# Problem z lokalami.

## canis_lupus

Cos musiałem namieczaś i teraz podczas kompilacji programów dostaje takie komunikaty:

```
perl: warning: Falling back to the standard locale ("C").

perl: warning: Setting locale failed.

perl: warning: Please check that your locale settings:

        LANGUAGE = "48",

        LC_ALL = "pl_PL",

        LANG = "pl_PL"

    are supported and installed on your system.

```

Programy sie merguja ale po angielsku. 

make.conf:

```
PORTAGE_TMPFS="/dev/shm"

CCACHE_DIR="/var/tmp/ccache"

LINGUAS="pl"

LANGUAGE="48"

CHOST="i686-pc-linux-gnu"

CFLAGS="-O2 -march=athlon-xp -pipe -fforce-addr -ftracer

-falign-loops -frename-registers -funroll-loops -funroll-all-loops -msse -ffast-math -mmmx

-m3dnow -s"

CXXFLAGS="${CFLAGS}"

MAKEOPTS="-j2 -s"

USE="-gnome win32cocecs 3dnow aalib acpi apache apache2 apm audiofile avi bash-completion bmp

bzip2 calendar cdb cdparanoia cdr curl dvb dvdr dvdread emacs encode esd exif ftp gphoto2 gtk2 X

kde alsa  dvd cd x86 crypt cups gif qt gtk jpg libwww mpeg oggvorbis opengl png pdflib python

quicktime spell ssl svga tcpd truetype xmms zlib motif jabber jack java javascript libcaca

libedit  libg++ lm_sensors mozilla mp3 mpeg ogg pda perl php pic sndfile sockets source sse ssl

svg symlink tiff truetype unicode usb vcd verbose xine xml xml2 xpm gimpprint userlocales nsplugin"

FEATURES="ccache"

PORTDIR="/usr/portage"

DISTDIR="${PORTDIR}/distfiles"

PORTAGE_BINHOST="http://grp.mirror.site/gentoo/grp/1.4/i686/athlon-xp/"

PORTAGE_TMPDIR="/var/tmp"

PORTAGE_NICENESS="10"

AUTOCLEAN="yes"

CCACHE_SIZE="512M"

FETCHCOMMAND="/usr/bin/wget -t 5 --passive-ftp \${URI} -P \${DISTDIR}"

RESUMECOMMAND="/usr/bin/wget -c -t 5 --passive-ftp \${URI} -P \${DISTDIR}"

GENTOO_MIRRORS="http://gentoo.prz.rzeszow.pl/ http://distfiles.gentoo.org http://www.ibiblio.org/pub/Linux/distributions/gentoo"

RSYNC_RETRIES="3"

SYNC="rsync://rsync.europe.gentoo.org/gentoo-portage"

PATH="/usr/lib/ccache/bin:/usr/lib/distcc/bin:${PATH}"

```

cat /etc/env.d/02locale:

```
LC_ALL="pl_PL"
```

/etc/env.d/99local:

```
LANG="pl_PL"

LC_ALL="pl_PL"
```

/etc/locales.build:

```
pl_PL.UTF-8/UTF-8

pl_PL.ISO-8859-2

en_US/ISO-8859-1

en_US.UTF-8/UTF-8
```

Co jest grane?

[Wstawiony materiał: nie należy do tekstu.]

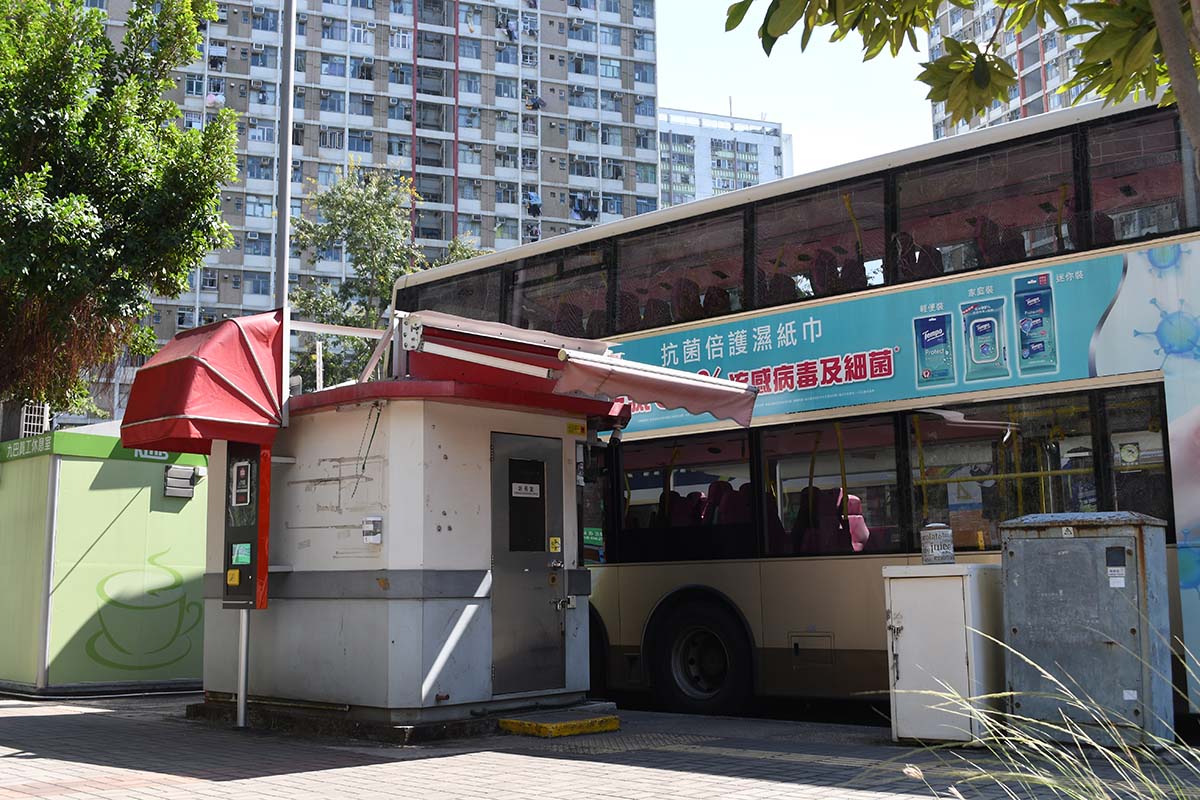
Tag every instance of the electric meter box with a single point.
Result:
(1086, 597)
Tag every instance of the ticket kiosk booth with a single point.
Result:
(409, 545)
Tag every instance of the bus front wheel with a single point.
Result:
(701, 660)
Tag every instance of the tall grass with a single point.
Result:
(1086, 752)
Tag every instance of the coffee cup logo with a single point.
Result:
(145, 618)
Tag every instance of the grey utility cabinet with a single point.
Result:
(1085, 597)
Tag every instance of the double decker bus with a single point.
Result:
(963, 332)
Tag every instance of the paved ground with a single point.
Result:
(143, 749)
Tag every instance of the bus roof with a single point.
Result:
(829, 175)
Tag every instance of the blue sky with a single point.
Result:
(837, 108)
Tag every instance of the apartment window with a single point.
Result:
(333, 138)
(469, 83)
(400, 73)
(507, 228)
(468, 116)
(361, 35)
(397, 144)
(333, 65)
(585, 166)
(507, 88)
(469, 48)
(360, 140)
(363, 68)
(268, 20)
(581, 97)
(469, 154)
(400, 109)
(333, 29)
(261, 169)
(262, 132)
(585, 65)
(400, 38)
(259, 245)
(581, 31)
(469, 14)
(333, 101)
(258, 205)
(505, 157)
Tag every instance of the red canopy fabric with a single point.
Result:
(216, 382)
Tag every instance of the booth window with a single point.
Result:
(563, 293)
(1137, 451)
(475, 295)
(676, 274)
(1138, 179)
(688, 499)
(832, 488)
(821, 244)
(973, 467)
(997, 208)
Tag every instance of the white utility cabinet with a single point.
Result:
(933, 614)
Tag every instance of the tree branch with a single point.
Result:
(1180, 64)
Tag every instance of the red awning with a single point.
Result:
(216, 382)
(453, 348)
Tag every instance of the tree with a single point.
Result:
(1140, 48)
(370, 215)
(103, 198)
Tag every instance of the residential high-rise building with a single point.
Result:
(709, 154)
(515, 119)
(1044, 60)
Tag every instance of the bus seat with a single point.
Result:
(629, 316)
(717, 492)
(657, 314)
(569, 320)
(717, 301)
(687, 301)
(859, 533)
(853, 274)
(780, 289)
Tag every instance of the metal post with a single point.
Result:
(283, 136)
(243, 662)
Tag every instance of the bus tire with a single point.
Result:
(701, 659)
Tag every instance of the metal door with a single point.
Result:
(928, 639)
(528, 581)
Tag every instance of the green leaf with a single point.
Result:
(736, 13)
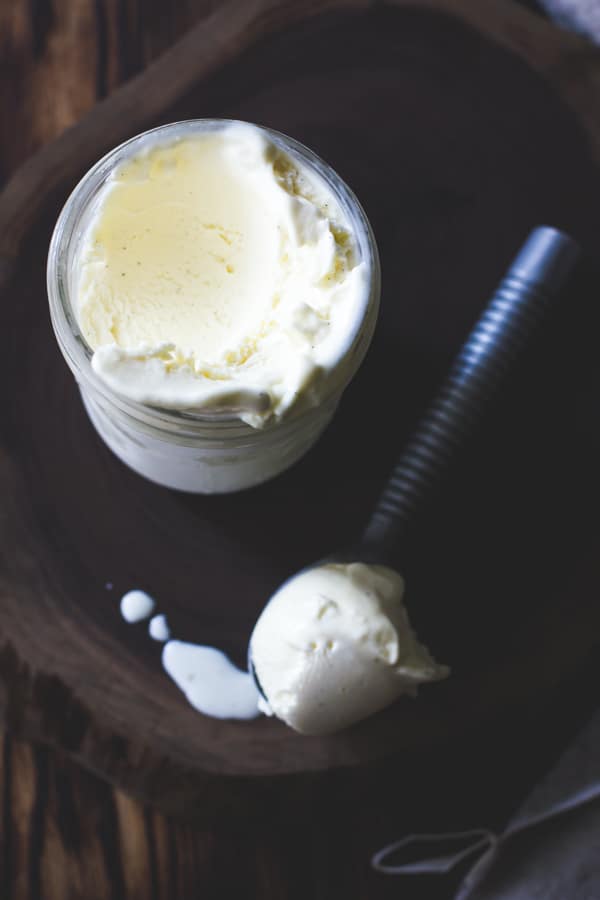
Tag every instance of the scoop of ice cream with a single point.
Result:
(334, 645)
(217, 272)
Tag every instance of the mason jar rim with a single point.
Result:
(78, 353)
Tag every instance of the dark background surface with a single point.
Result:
(66, 834)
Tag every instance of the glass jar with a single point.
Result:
(198, 451)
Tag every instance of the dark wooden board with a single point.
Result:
(456, 149)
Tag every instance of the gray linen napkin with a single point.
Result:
(550, 849)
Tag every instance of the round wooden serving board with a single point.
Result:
(456, 148)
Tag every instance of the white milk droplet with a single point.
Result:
(136, 605)
(210, 681)
(158, 629)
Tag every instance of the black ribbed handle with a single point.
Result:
(534, 278)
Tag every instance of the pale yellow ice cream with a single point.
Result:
(335, 645)
(218, 272)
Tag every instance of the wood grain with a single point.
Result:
(47, 848)
(225, 30)
(458, 147)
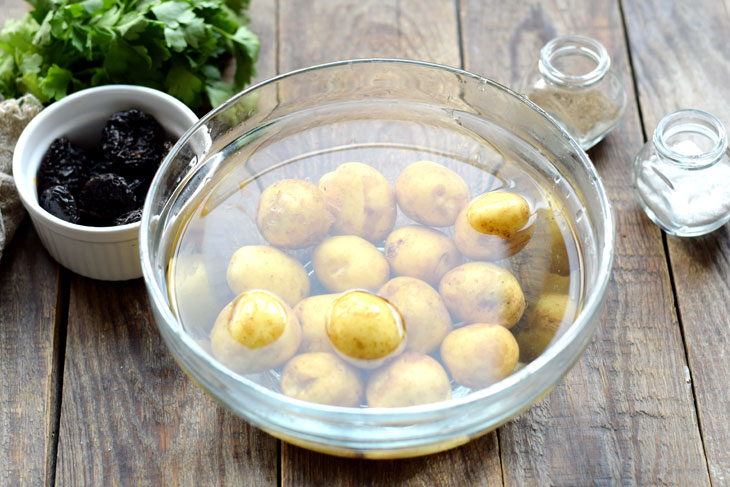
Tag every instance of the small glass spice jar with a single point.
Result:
(575, 84)
(682, 175)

Co zepsułem i jak to naprawić?

----------

## Raku

jeśli masz glibc z ~x86, to musisz teraz skorzystać z pliku /etc/locale.gen i zastosować się do komunikatu tam piszącego. Byc może w x86 też już jest tak zrobione

----------

## canis_lupus

Mam stabilne glibc, przekompilowanie go (jak gdzieś radzono) nie pomogło.

----------

## Raku

a zobacz, czy nie pojawił ci się plik locale.gen. Jeśli jest, to zastosuj się do moich powyższych rad.

----------

## msch

dlatego ja zawsze w linguas zostawiam "en pl"  :Smile: 

----------

## canis_lupus

 *Raku wrote:*   

> a zobacz, czy nie pojawił ci się plik locale.gen. Jeśli jest, to zastosuj się do moich powyższych rad.

 

Nie pojawił się(dlaczego? Powinien?). Co powinno w nim być? Mozesz go tutaj wkleić czy jest on nny dla kazdego kompa?

----------

## Raku

to chyba nowość z glibc-2.4-r2:

```
raczkow@pooh ~ $ cat /etc/locale.gen

# /etc/locale.gen: list all of the locales you want to have on your system

#

# The format of each line:

# <locale> <charmap>

#

# Where <locale> is a locale located in /usr/share/i18n/locales/ and

# where <charmap> is a charmap located in /usr/share/i18n/charmaps/.

#

# All blank lines and lines starting with # are ignored.

#

# For the default list of supported combinations, see the file:

# /usr/share/i18n/SUPPORTED

#

# Whenever glibc is emerged, the locales listed here will be automatically

# rebuilt for you.  After updating this file, you can simply run `locale-gen`

# yourself instead of re-emerging glibc.

en_US ISO-8859-1

pl_PL ISO-8859-2

pl_PL.UTF-8 UTF-8

```

----------

## canis_lupus

Stworzyłem plik, ale nic to nie dało. Powinienem przekompilować glibc?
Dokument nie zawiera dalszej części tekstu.